Books

Book Review: The House on Salt Hay Road

Carin Clevidence’s debut novel, The House on Salt Hay Road (Picador), isn’t a fast-paced beach read. Its rewards require patience. I honestly didn’t get into the story until about halfway through the 285 pages of this paperback.

Family is the theme of this book, with a brother-and-sister relationship at the core. The siblings, Clayton and Nancy, are orphans taken in by their aunt, uncle, and grandfather, and they live on Fire Island in New York. It’s a provincial setting that Nancy can’t wait to escape, and she takes her chance by saying yes to a visiting ornithologist’s marriage proposal. She moves away to Boston, and a rift forms in the family when her little brother refuses to go with her. Her rebelliousness soon fades into homesickness when she starts having marital troubles, and she puts her marriage on hold to seize the opportunity to return to Fire Island when she finds out her grandfather is ill.

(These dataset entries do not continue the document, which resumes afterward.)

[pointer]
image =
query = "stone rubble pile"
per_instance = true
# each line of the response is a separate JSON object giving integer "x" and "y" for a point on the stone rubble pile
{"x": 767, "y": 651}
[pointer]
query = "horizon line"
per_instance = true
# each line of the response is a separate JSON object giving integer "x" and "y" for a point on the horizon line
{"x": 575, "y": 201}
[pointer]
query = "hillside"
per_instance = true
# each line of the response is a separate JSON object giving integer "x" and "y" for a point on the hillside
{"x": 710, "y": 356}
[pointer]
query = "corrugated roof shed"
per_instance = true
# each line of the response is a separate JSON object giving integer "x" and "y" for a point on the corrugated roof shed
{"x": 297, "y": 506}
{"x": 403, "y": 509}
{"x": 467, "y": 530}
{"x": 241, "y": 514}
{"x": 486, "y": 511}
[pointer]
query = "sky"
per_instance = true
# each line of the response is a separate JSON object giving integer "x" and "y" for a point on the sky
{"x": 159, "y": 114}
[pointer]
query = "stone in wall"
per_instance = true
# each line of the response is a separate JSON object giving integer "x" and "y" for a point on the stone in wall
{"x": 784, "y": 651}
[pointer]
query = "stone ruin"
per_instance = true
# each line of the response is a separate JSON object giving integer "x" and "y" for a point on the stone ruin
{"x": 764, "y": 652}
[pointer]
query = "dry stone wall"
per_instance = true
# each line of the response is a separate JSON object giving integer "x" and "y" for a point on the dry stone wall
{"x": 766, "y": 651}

Salt Hay begins with an accidental explosion at a fireworks factory and ends with a violent coastal storm, the message being that the unexpected happens, and man-made and natural circumstances can pull a family apart. “It was only after something broke into its individual parts that you saw how miraculous the whole had been, how fragile,”  Clevidence writes.

She has created a lovely novel with clear, poetic prose. Its triumph is delivering the simple, enduring truth of how love can prevail and bring strength to fragility.